HIPAA compliance entails technological security and also a personnel element as well. Any individual with access to patient records or who maintain knowledge of patient information should be trained on the policies and procedures on how to handle such content. Training should always be up to date, and any time there is either a personnel o systems change, this training should be revisited.
Put Someone In Charge
A specified security officer should be identified to be responsible for monitoring your organizations HIPAA status. This does not have to be an additional hire, but identifying someone who is taking charge and understands what is required to be HIPAA compliant helps at least maintain a chain of command for the rest of your employees.

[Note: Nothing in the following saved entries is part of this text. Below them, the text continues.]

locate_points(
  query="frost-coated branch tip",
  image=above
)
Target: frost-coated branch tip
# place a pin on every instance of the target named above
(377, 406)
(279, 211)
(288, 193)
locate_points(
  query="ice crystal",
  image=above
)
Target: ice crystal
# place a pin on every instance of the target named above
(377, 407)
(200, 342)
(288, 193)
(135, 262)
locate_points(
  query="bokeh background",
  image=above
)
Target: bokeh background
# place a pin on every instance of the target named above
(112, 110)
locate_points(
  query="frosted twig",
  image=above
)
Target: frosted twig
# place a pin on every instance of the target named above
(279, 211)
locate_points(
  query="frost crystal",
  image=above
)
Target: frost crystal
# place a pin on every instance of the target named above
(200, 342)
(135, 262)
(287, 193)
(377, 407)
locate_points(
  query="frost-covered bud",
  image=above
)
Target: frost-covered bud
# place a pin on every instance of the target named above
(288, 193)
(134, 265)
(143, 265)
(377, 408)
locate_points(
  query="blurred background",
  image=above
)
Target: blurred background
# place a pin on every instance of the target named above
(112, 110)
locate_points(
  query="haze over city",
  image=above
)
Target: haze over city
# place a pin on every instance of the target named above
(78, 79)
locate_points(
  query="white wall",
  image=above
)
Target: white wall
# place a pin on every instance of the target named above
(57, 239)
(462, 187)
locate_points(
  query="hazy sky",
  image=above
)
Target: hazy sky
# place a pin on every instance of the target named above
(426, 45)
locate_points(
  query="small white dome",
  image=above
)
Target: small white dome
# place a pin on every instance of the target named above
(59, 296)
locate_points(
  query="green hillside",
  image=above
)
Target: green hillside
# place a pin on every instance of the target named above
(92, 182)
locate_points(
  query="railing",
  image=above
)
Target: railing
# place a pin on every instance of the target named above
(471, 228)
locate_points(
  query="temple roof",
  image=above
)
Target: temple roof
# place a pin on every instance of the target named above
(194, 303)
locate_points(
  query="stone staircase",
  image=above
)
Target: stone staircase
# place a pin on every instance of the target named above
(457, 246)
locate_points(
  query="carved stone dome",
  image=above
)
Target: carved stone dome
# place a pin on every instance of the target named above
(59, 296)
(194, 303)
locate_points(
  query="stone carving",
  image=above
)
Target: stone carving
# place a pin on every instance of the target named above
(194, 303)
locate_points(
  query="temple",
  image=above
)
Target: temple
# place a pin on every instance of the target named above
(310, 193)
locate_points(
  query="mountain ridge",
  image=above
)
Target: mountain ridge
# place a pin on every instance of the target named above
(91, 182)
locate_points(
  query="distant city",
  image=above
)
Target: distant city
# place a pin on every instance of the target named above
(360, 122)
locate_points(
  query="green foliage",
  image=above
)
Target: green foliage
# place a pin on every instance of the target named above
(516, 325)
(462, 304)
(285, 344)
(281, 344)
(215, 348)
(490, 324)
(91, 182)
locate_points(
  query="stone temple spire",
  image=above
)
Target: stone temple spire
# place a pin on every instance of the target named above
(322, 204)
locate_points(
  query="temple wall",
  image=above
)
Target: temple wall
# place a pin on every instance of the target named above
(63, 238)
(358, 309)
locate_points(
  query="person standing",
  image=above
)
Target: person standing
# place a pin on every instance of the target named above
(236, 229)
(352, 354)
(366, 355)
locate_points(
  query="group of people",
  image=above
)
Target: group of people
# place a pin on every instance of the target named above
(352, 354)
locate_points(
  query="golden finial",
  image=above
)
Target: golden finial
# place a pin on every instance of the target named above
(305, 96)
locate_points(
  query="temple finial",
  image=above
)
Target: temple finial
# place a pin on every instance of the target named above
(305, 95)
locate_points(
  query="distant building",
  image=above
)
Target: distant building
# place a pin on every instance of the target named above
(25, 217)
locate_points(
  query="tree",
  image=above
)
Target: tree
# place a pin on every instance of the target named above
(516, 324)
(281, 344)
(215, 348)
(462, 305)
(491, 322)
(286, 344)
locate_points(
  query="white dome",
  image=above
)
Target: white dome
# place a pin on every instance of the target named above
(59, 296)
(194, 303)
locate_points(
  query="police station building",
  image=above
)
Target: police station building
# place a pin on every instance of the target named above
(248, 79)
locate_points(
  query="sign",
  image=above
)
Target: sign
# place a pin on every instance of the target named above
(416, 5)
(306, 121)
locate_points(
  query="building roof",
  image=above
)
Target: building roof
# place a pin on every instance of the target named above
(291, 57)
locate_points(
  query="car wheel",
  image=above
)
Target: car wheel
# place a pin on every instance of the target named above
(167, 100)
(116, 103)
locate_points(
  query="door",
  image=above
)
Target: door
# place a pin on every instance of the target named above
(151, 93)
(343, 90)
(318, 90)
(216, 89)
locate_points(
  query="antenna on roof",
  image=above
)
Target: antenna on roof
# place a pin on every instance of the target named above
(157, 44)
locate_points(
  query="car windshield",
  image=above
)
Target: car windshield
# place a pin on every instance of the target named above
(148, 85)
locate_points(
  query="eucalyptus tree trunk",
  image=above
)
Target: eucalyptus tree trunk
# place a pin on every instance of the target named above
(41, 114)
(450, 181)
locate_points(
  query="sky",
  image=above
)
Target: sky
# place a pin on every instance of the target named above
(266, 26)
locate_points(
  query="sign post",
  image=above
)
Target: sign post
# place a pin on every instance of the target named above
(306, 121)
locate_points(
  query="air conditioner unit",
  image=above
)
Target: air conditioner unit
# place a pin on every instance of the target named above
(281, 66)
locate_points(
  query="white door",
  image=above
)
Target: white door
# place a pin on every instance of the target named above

Beyond the basic requirement of having your hardware locked in a specified room, it is your responsibility to show a good faith effort of securing information. In addition to being locked somewhere, it would be ideal to put this in a low traffic area to minimize visitors contact with the access point.
The use of wireless internet can open the door for people to access information who are not intended to through the network. You must have a network that is designated for people who cannot have access to privileged information. Neither guest nor any uncleared individual should never have contact with the network your secured files are accessed through. If you do not have two separate systems, at the very least, you should have a guest account on an isolated subnet.
Any system or company you use or work with should also receive proper HIPAA training. If you bring in an outside company, you can still be held responsible for any breaches as a result of their lack of security. Keep all of your associates on the same page, and always be sure that the people you are trusting maintain the same values that your company does in regard to client and patient privacy.
In the event client or patient information is stolen or improperly shared, you must identify, document thoroughly, and then report this security breach in full. Inability to identify a breach could be considered neglectful and the repercussions could result in a loss of licence. Reporting all discrepancies immediately is also crucial, and attempting to hide your security breach will result in far worse penalty fines and ramifications than the breach itself.